No Karl Edward Wagner and Kane (the greatest Sword & Sorcery character). Wagner’s books had been burning through the shelves of bookstores with Frazetta covers for nearly a decade when Gygax compiled his list in 1979, so they would have been difficult to miss. I know the claim is that the list is comprised of works that influenced Gygax, but it’s difficult to believe that Heiro’s Journey plays more like an early D&D adventure than Bloodstone does.

No Clark Ashton Smith, the greatest of fantasy’s wordsmiths. To ignore Averoigne and Zothique is unforgivable in any serious S&S list. Those stories do play like D&D sessions from the early days.

No Edmund Hamilton.

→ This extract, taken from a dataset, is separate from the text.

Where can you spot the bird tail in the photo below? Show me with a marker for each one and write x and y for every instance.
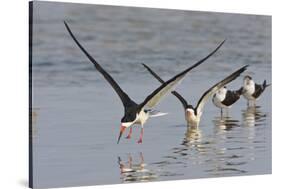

No Henry Kuttner. No C. L. Moore.

And you know what? No problem! Because it is just a list, and an incomplete one at that. A starting point for some, a refresher for others.

To treat it as the Ten Commandments and advocate for it with religious fervor, as some have done the last decade plus, is silly.

That’s why I roll my eyes when publications like Tales from the Magician’s Skull use Appendix N so hard in their advertising. But then again, I guess it qualifies as being simply shorthand for works in an S&S vein – even if tangential works were included and critical works were left off of it.

Edit: Since I like to go on about misspellings and other errors when I review books, I thought it was fair to point out that I found two after proofreading this post and then pressing “Publish.” Now fixed. Sheesh!

4 Replies to “Appendix N is not Holy Writ”

  1. Great stuff! I enjoy the blog immensely!

    Interesting to see what stories influenced his game, but it was his game that influenced the stories I read. I came out with a different list but many similarities as well.

    1. Hey, amigo,

      Glad you liked the post, and the blog as well.

      I do find the influences on D&D to be interesting, though some are more relevant than others, and I’m not sure every book on the list really exerted influence.

      Conversely, there are some influences that are completely ignored as they are not books. Arneson said that the influence on the Cleric as he made the class was Peter Cushing’s Van Helsing from the Dracula movies. This was because one of the players in his Blackmoor campaign ran a Vampire (Sir Fant, if I remember right).

      Thanks for stopping by and leaving a comment!